# Lake Constance | Free Brochures & Information Leaflets



## Imbiber (May 11, 2007)

Using the excellent advice found on these forums I have been planning a summer vacation to Germany this year, taking in Bodensee as part of our trip.

If you would like to receive detailed information on the region including campsites and attractions there is the possibility of receiving free brochures and leaflets through the post.

Similar to the German Tourist Board offer, you just tick the boxes for the information leaflets and brochures you'd like and they are sent to you free!

I ordered some on Sunday evening and received them Wednesday; some are in German, but like the Board Atlas you soon get the gist!

Go to the Bodensee homepage here: http://www.bodensee.eu and then click on the 'i' Service link, followed by Lake Constance Brochures and info material.

Hope this proves to be of use to some visiting the region!


----------



## mandyandandy (Oct 1, 2006)

We are heading same way, just planned the route, spent last weekend going through Bord Atlas. Other half and daughter had little competition who could get translation fastest her on phone him on tablet so any errors not my fault but could be useful for some - 


Wie Viel - How much?
Ge fallen - Please 
Strom - Electric
Wasser - Water
Lange - Long
Auf Pflaster - Hard Standing
Ankunft bis - Length of stay
Kostenlos - FOC
Lange auf Wiese - Long space on Grass
Lange auf Schotter - Long space on Gravel
Geoffnet vom - open from
Keine Aufenthalts-Beschrankung - No limit on stay
Keine auf-enthaltsbegrenzung - no stay limit
Kurtaxe und Entsorgung - Tourist tax & disposal
jede weitere person - each additional person
Fullung - Filling
Bis -tooWohnmobilplatze - mobilehome ,/ RV sites
Hund - Dog /hound 
Ruhiger - Quiet 
Weiter - More
Bis - is up to
aufenhalt - Visitors
Stadtrand - Outskirts
Ra-Sengittersteinen - Grass/pavers
WLAN gratis - Free WIFI
off nungszeiten - opening hours
geoffnet - open
segeln - Sailing
Surfen - Surfing
Angeln - fishing 
Besichtigungen - Visits/Tours
Fur Restaurantgaste - Free to restaurant guests
Mul-lentsorgung - Waste Disposal 
Freizeit - Leisure Time
Anfahrt - Approach from
Rad Fahren - Biking
Kanu Fahren - Canoeing
Wandern - Walking/hiking
Erlebnisschwimmbad - Aqua Centre
Naturbad - Out door pool
Platz beim freibad Hirschbach - Place at the outdoor swimming pool
Eintritt ins Freibad Fure zwei personen - Admission into outdoor pool for 2
Bezahlung an der Kasse des Bads - Pay at the checkout at the Baths
Direckt am Freizeitbad gelegen - Located right next to recreational
Rad- und Wanderwegenetz - Cycling & walking network
Schenswudigkeiten - Places of interest/attractions
Schlosspark - Castle gardens
Kirche - Church
Burgen and/with Wasser Schlosser - Castles with water /moats/locks
puppenmuseum - Doll museum
Wein - Wine
Schloss - Castle/steley home, palace, chateau
Trimme-dich-pfad - Jogging path
Walderlebnispark mit grillstelle - Forest adventure park with BBQ area
am nordostichen stadtrand - on north easter outskirts of town
Tiefer Stollen - Tunnels deep

Symbols --
Four arrows pointing to dot - Place is centrally located 
Pig with handle - Free Space
Camera - Space with beautiful views
VE - Supply & Waste / possibility of place
Tree - Quiet place in middle of nature
Clock - Course recommeded only for travel through (no overnight) 

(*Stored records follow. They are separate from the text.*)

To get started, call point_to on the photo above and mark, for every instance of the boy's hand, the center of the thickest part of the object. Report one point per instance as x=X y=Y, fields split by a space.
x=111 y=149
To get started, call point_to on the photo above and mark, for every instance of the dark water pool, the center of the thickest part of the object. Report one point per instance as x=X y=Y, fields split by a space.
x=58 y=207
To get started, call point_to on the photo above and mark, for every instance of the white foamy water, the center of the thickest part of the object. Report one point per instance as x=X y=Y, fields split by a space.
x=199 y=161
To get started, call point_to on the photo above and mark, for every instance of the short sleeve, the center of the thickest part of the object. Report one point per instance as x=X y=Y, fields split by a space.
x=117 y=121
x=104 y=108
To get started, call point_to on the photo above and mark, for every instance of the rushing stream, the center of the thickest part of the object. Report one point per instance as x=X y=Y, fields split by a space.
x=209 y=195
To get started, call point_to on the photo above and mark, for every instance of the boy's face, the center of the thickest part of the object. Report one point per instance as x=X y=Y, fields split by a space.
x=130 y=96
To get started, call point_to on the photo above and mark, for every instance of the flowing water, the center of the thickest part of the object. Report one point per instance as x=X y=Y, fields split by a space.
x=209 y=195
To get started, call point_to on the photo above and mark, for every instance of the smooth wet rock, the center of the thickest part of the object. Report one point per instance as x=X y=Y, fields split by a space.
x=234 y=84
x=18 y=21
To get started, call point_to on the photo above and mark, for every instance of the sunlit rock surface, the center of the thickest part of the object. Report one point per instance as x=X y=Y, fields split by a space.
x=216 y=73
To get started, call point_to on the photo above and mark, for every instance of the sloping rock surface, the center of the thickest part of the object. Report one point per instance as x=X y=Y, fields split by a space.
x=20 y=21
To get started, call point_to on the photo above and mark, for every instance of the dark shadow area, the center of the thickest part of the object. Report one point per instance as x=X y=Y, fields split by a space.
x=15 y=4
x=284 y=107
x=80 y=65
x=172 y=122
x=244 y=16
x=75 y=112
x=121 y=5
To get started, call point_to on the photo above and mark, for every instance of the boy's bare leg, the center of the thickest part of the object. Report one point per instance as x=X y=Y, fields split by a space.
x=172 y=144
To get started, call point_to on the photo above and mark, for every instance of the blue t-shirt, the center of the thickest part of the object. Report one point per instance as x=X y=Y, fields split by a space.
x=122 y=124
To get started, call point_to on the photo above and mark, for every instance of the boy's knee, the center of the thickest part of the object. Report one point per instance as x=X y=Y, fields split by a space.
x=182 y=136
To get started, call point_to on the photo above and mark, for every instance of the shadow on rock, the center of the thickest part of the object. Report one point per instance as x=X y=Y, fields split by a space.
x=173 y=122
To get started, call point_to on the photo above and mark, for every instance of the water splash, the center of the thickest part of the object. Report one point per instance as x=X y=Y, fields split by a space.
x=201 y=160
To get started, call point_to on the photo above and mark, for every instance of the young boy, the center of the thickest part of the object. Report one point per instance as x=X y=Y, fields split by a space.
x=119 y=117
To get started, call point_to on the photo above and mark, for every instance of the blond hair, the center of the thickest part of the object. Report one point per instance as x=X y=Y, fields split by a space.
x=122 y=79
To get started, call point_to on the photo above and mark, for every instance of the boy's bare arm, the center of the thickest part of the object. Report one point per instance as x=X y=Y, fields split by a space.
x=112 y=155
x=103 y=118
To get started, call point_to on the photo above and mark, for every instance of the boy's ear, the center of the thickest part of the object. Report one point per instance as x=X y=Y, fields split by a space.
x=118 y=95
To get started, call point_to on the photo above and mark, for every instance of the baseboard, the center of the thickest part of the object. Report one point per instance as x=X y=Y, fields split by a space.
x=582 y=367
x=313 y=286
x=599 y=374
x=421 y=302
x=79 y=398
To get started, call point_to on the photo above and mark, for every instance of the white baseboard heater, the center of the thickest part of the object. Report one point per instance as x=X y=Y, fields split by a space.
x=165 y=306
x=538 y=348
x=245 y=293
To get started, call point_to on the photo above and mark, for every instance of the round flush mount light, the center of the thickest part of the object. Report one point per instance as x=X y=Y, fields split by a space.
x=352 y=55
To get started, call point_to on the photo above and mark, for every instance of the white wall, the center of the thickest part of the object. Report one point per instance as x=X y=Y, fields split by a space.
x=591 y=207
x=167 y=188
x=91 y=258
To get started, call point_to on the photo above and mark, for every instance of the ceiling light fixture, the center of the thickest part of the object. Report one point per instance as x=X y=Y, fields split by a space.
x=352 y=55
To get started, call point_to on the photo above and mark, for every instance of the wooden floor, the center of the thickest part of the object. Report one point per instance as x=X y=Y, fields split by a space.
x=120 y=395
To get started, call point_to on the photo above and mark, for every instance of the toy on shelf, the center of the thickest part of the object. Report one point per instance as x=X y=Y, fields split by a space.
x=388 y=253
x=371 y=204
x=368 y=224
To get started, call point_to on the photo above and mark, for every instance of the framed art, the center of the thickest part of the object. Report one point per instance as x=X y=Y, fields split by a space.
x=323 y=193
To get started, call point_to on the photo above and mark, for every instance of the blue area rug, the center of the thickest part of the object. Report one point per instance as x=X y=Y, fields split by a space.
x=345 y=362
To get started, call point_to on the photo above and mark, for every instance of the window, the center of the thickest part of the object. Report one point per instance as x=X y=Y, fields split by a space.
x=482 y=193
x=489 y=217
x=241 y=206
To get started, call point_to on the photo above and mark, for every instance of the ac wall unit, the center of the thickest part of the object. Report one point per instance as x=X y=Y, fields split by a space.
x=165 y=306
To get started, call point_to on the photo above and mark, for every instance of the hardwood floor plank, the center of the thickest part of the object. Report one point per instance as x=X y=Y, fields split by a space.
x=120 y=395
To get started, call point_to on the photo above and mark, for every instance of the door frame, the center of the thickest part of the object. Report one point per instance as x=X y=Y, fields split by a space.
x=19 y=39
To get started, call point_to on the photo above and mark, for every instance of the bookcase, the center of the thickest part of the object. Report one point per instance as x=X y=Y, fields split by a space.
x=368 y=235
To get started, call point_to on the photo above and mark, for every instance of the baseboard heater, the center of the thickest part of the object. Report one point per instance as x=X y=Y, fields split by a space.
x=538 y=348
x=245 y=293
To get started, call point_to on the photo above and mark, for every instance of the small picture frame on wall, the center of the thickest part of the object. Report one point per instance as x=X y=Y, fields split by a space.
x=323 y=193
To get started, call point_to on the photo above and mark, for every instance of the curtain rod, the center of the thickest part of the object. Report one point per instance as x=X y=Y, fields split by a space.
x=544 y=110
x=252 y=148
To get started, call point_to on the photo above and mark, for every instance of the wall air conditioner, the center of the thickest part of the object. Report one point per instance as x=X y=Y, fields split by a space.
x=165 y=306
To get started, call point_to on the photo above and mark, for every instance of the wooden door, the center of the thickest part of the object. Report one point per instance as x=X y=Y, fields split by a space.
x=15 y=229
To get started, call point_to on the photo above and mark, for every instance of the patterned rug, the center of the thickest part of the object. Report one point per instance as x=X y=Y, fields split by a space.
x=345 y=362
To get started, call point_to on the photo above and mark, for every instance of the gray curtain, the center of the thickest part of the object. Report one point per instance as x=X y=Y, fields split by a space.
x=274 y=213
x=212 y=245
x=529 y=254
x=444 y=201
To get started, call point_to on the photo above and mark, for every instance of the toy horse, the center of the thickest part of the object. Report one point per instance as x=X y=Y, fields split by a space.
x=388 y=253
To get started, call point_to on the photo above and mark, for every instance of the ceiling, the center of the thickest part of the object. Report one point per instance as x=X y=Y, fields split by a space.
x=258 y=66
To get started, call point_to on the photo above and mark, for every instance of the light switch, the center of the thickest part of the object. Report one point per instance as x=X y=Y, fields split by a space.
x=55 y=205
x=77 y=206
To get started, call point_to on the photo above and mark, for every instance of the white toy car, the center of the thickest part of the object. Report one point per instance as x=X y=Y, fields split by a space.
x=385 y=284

I had been on that site and cut and pasted lots of info, will send of for booklets as well though, many thanks for that. 

Mandy


----------



## aikidoamigo (Aug 11, 2011)

I guess you guys are back now, where were the best Stellplatz?


----------



## Imbiber (May 11, 2007)

Nope not departed yet. Still a couple of weeks to go......school holidays and all that!


----------